Ultimate Spider-Man 18 – This issue was great. I still haven't looked up Ultimate Spider-Woman, so I have no idea if I'm supposed to know her back story or not, but I'm glad to be in the dark, even if I'm not supposed to be. It's kind of more fun that way. The art, by Marquez, was great again, and the tone of the book just feels so right. Miles is a fun Spider-Man, a new one that's really learning the right way to be a good hero. His dad's dilemma seems like it's going to play out in a very strange way, so I'm not looking forward to that dynamic. But Ganke is awesome, Spider-Woman's place in the book is awesome, the fact that Bendis is making such a big deal out of Miles saving Cap is awesome, and last, but certainly not least, this is the best book in the Ultimate Universe right now. With X-Force going out, and the Marvel NOW! Initiative not doing anything for me (at all), this might be one of the last Marvel books that I stay as a regular on. I grew up as a Marvel kid, and it's sad to see that they're losing the battle so intensely. But if there were more books like this and Wolverine & the X-Men, maybe I'd have a reason to stay. Bottom line: I'm really riding for Miles Morales now, not just because of 616 Spidey, but also because Ultimate X-Men and the Ultimates fucking blow.

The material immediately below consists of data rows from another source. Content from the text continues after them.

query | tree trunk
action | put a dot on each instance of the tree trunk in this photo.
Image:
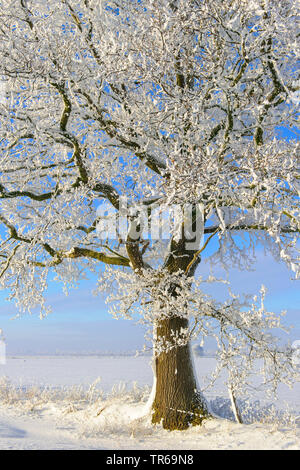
(177, 403)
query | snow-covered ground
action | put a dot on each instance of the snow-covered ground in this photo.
(90, 402)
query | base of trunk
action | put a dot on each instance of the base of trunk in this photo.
(177, 403)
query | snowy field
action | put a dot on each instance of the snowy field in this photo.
(100, 402)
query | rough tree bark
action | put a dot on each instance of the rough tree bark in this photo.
(177, 403)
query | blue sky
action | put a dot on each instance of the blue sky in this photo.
(80, 323)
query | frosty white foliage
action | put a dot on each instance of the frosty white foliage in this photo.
(161, 102)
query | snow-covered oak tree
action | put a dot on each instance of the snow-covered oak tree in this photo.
(167, 104)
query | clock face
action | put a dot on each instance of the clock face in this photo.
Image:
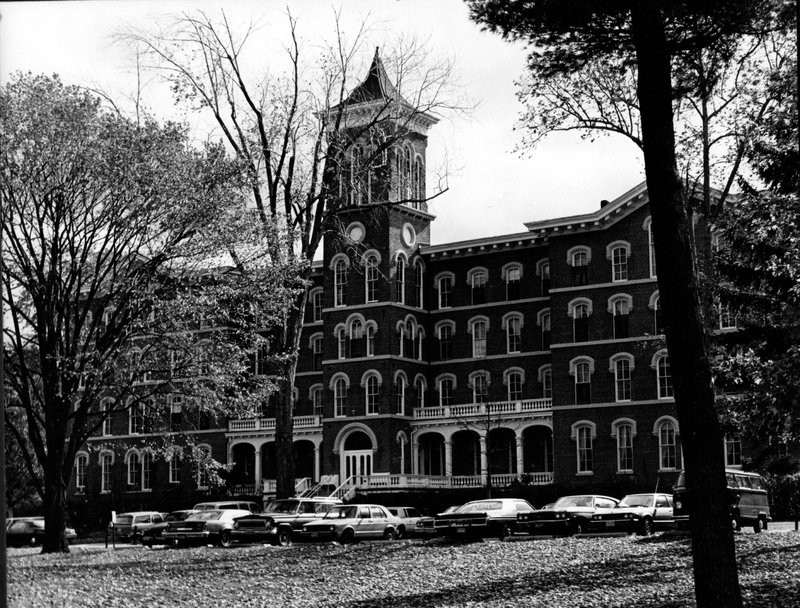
(408, 235)
(356, 233)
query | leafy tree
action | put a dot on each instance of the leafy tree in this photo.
(101, 220)
(564, 36)
(293, 133)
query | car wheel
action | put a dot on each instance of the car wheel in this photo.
(283, 538)
(346, 537)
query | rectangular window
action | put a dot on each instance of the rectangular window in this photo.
(619, 262)
(514, 334)
(175, 468)
(479, 339)
(479, 288)
(624, 449)
(585, 464)
(445, 342)
(622, 372)
(445, 292)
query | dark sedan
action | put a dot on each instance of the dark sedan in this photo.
(569, 515)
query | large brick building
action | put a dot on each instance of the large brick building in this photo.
(536, 356)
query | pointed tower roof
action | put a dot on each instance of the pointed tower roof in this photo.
(376, 86)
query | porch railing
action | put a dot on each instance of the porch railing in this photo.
(471, 410)
(268, 424)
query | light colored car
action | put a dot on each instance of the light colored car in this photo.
(349, 523)
(568, 515)
(130, 526)
(641, 513)
(489, 517)
(203, 528)
(413, 523)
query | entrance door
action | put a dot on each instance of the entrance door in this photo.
(356, 463)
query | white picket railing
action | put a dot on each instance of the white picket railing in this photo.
(471, 410)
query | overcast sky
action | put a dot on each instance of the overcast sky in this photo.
(492, 188)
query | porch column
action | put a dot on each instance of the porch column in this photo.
(257, 469)
(484, 460)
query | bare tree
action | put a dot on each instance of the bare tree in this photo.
(294, 134)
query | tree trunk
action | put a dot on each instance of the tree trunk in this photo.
(713, 550)
(55, 508)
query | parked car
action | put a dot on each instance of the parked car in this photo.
(568, 515)
(349, 523)
(29, 531)
(224, 505)
(491, 517)
(130, 526)
(413, 523)
(747, 496)
(203, 528)
(640, 513)
(153, 535)
(281, 521)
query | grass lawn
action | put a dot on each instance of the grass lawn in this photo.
(627, 572)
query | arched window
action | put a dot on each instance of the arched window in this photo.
(371, 278)
(447, 385)
(134, 469)
(623, 430)
(660, 363)
(667, 445)
(371, 387)
(340, 283)
(513, 324)
(106, 465)
(618, 253)
(479, 328)
(619, 305)
(584, 432)
(581, 368)
(340, 397)
(81, 464)
(621, 366)
(514, 379)
(400, 280)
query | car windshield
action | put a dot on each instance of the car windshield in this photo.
(207, 515)
(479, 507)
(342, 513)
(573, 501)
(636, 500)
(282, 506)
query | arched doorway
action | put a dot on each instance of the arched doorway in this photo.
(502, 447)
(537, 448)
(431, 454)
(466, 447)
(356, 456)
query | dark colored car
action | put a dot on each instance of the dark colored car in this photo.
(203, 528)
(153, 535)
(747, 496)
(282, 521)
(480, 518)
(29, 532)
(640, 513)
(568, 515)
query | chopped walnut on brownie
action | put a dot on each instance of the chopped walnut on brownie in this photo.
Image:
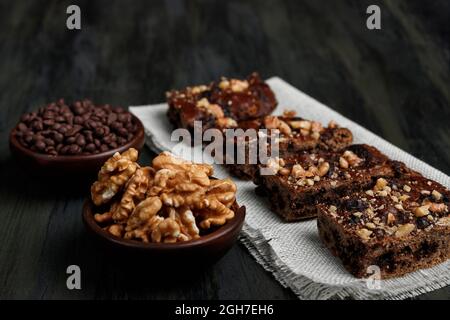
(300, 182)
(400, 224)
(220, 104)
(295, 135)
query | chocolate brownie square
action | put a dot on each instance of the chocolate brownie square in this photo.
(221, 104)
(295, 135)
(300, 182)
(400, 224)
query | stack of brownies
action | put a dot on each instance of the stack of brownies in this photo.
(370, 210)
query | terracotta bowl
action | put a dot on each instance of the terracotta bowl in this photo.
(70, 165)
(208, 248)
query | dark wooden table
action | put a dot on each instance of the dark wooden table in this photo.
(393, 81)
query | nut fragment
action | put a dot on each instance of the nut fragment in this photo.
(273, 122)
(343, 163)
(438, 207)
(323, 168)
(421, 211)
(404, 230)
(364, 233)
(390, 218)
(352, 158)
(370, 225)
(444, 221)
(113, 175)
(380, 185)
(164, 203)
(214, 109)
(436, 195)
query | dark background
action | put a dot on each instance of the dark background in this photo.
(393, 81)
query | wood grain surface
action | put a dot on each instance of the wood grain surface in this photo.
(393, 81)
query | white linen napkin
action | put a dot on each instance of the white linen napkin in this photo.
(293, 252)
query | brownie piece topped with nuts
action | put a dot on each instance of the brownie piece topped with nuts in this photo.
(221, 103)
(300, 182)
(295, 135)
(400, 224)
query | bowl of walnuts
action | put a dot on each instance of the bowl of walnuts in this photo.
(73, 139)
(170, 209)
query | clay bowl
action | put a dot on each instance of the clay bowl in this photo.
(207, 249)
(82, 166)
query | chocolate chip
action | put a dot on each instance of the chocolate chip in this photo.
(40, 145)
(90, 147)
(79, 128)
(81, 141)
(22, 127)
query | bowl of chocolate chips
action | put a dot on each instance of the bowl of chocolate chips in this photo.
(73, 139)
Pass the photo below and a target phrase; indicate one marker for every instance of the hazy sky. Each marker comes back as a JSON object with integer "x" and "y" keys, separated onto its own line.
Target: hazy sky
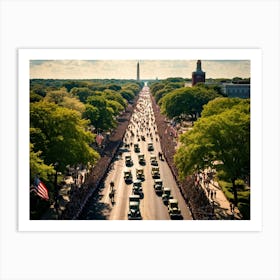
{"x": 126, "y": 69}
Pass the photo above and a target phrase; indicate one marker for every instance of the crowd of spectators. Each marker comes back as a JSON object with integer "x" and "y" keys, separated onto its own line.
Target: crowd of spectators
{"x": 193, "y": 193}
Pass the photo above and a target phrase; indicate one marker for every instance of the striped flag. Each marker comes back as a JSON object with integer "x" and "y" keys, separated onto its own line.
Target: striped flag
{"x": 41, "y": 189}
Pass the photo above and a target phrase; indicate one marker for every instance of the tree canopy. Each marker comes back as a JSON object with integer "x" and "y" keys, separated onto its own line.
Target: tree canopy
{"x": 186, "y": 101}
{"x": 60, "y": 135}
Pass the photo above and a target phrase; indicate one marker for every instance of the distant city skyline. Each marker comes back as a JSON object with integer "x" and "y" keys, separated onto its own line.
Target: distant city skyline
{"x": 127, "y": 69}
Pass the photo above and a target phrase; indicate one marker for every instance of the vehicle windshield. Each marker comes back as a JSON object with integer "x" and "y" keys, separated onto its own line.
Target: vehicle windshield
{"x": 174, "y": 205}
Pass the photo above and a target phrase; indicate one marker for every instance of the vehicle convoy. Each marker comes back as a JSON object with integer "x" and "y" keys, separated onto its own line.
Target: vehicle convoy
{"x": 141, "y": 159}
{"x": 136, "y": 148}
{"x": 173, "y": 209}
{"x": 140, "y": 174}
{"x": 127, "y": 176}
{"x": 158, "y": 186}
{"x": 153, "y": 160}
{"x": 128, "y": 160}
{"x": 155, "y": 172}
{"x": 166, "y": 195}
{"x": 150, "y": 146}
{"x": 137, "y": 188}
{"x": 134, "y": 208}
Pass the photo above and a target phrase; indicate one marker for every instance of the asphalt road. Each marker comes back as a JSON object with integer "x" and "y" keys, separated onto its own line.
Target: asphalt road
{"x": 102, "y": 206}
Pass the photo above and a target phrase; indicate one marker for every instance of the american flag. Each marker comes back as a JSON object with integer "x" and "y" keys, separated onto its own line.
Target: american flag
{"x": 41, "y": 189}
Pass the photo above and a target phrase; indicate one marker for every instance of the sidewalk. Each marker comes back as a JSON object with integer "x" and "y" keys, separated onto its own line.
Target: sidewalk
{"x": 222, "y": 207}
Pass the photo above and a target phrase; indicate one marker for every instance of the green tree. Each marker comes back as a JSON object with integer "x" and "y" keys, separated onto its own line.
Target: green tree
{"x": 186, "y": 101}
{"x": 62, "y": 98}
{"x": 222, "y": 137}
{"x": 60, "y": 134}
{"x": 105, "y": 117}
{"x": 82, "y": 93}
{"x": 38, "y": 167}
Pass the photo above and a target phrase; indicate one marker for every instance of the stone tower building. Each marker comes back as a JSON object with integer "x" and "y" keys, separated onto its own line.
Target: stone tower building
{"x": 198, "y": 76}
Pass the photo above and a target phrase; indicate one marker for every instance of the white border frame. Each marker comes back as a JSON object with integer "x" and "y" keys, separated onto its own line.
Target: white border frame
{"x": 24, "y": 57}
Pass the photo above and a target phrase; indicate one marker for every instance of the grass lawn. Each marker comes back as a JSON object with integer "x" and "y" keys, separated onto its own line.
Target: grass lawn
{"x": 243, "y": 193}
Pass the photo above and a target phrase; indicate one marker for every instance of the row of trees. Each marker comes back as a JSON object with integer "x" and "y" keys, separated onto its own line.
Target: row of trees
{"x": 62, "y": 115}
{"x": 220, "y": 137}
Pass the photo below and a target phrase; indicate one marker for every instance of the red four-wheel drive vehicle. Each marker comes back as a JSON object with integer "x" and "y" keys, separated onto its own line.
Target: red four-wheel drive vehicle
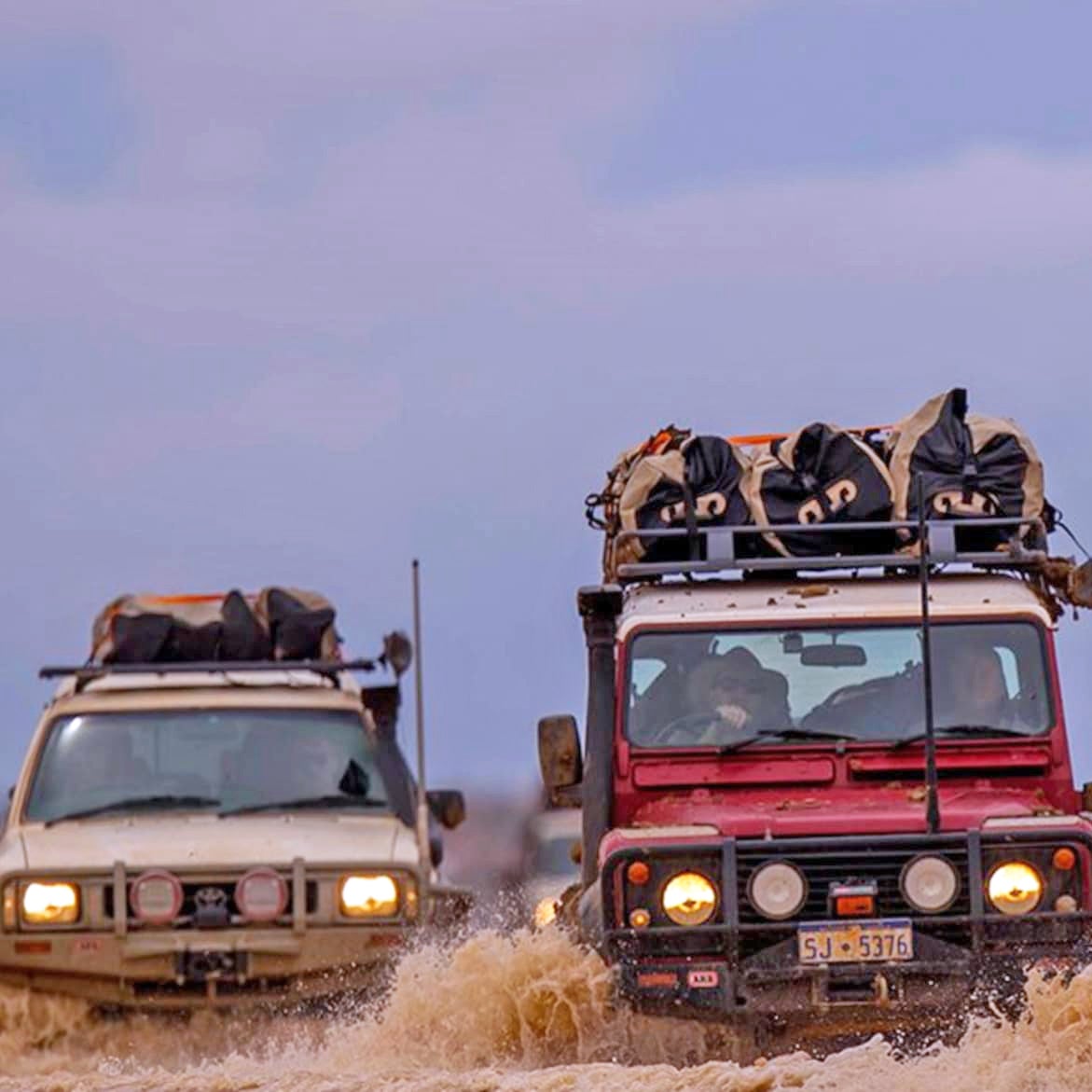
{"x": 780, "y": 831}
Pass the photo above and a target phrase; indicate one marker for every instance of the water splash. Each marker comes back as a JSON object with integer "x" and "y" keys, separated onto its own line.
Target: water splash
{"x": 499, "y": 1014}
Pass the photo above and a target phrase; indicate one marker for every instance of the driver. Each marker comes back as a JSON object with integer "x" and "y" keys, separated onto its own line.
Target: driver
{"x": 739, "y": 694}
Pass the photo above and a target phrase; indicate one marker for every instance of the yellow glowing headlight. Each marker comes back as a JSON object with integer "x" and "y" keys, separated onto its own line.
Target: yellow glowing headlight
{"x": 1015, "y": 888}
{"x": 545, "y": 912}
{"x": 50, "y": 904}
{"x": 368, "y": 896}
{"x": 689, "y": 899}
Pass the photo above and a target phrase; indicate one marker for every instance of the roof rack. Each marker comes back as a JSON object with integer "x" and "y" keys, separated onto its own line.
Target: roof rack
{"x": 327, "y": 668}
{"x": 724, "y": 549}
{"x": 90, "y": 672}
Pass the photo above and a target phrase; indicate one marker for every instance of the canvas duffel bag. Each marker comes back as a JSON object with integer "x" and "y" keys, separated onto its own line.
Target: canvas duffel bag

Wolverine and the X-Men 22 – Well, yeah, OK, this was cute. The book is still great, and I can see the progress that's already being made. We've always clamored for new mutants (even after they gave us a book called that) and Jason Aaron sure is bringing the heat in creating and maintaining some for the X Universe. But I'm just not interested in this Frankenstein evil carnival story. It feels like a cheap imitation of Something Wicked This Way Comes. (Will anyone ever be able to use an evil carnival again? Bradbury pretty much has that on lockdown, right?) But, I am interested in the story of William, as he appears to be the only real character in the new baby Hellfire Club, so here's to hoping that we get more of him, more Storm and Wolvie remembering who they are, and more of the kids standing up for themselves. Next month should finish this arc (right?) and then we can get back to the school dynamic that made this book such old school fun when it began.
Book of the week goes to Locke and Key. The feeling of dread that we get with every new issue, where it seems certain that the bad guy is going to win is so impressive for a book that comes out monthly at best. I mean, who can maintain mood like that?